トルーマン大統領は「最も恐るべき爆弾」を使ったことを正当化

明らかな戦争犯罪を、避け得ない正当行為と言いくるめるようなトルーマン米大統領の原爆投下時の声明等々を読むとき、私たちの多くは、意外というより「やっぱり」と受け止め、どこかアメリカ軍および指導者の言動にかすかな納得感を抱いたのではないだろうか。

彼は日記に、「我々は世界史上最も恐るべき爆弾を発見した。それは伝説的なノアの方舟の後、ユーフラテス文明の世に予言された火炎地獄(ソドムとゴモラ)なのかもしれない」(ロナルド・シェイファー著『アメリカの日本空襲にモラルはあったか』)と記したように、自らの罪深い行為を古代文明に例を採ってまで、正当化しようとした。

アメリカ第33代大統領ハリー・S・トルーマン(在任1945~53年)、1947年
アメリカ第33代大統領ハリー・S・トルーマン(在任1945~53年)、1947年(写真=米国国立公文書記録管理局/PD US not renewed/Wikimedia Commons

有馬哲夫氏はその著『原爆・私たちは何も知らなかった』で、「戦争に勝つためなら、大量破壊兵器として使うので十分なのに、わざわざ大量殺戮兵器としての使い方を選んだ理由は、トルーマンとバーンズ国務長官が日本人に対して持っていた人種的偏見と、原爆で戦後の世界政治を牛耳ろうという野望以外に見当たりません」と述べている。

米キリスト教会連盟の非難に「日本人はけだもの」と反論

原爆投下の最高責任者として、前任のルーズベルトから引き継がれた、アメリカ人犠牲最少化という大義名分があったとしても、史上最大の最悪兵器を使用してしまったという罪の意識には、とらわれていたに違いない。

1945年8月9日、米キリスト教会連盟は、「トルーマン大統領閣下、多くのキリスト教徒は日本の都市への原爆投下に深く心を痛めております。
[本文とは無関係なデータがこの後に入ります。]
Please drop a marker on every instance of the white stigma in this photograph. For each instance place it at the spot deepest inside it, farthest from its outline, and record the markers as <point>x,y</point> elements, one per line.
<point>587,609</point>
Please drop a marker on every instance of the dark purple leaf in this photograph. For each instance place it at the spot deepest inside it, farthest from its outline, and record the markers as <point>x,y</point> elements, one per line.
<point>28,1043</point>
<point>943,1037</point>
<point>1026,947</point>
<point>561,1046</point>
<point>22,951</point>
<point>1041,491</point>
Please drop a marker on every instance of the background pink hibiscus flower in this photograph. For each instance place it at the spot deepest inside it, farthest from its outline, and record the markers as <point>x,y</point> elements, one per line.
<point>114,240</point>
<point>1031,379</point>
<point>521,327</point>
それは不必要な無差別破壊行為であるからです。これは人類の将来にとって極めて危険な前例であり、日本国民には新型爆弾に関する事実を確認し、降伏条件を受け入れるのに十分な機会と時間が与えられるべきです」と非難する抗議電報をトルーマンに打った。

8月9日付電報でトルーマンは、「けだものと接するときはそれをけだものとして扱わなければなりません」と返信したが、彼はそのとき、自身がけだものになっていたのかもしれない。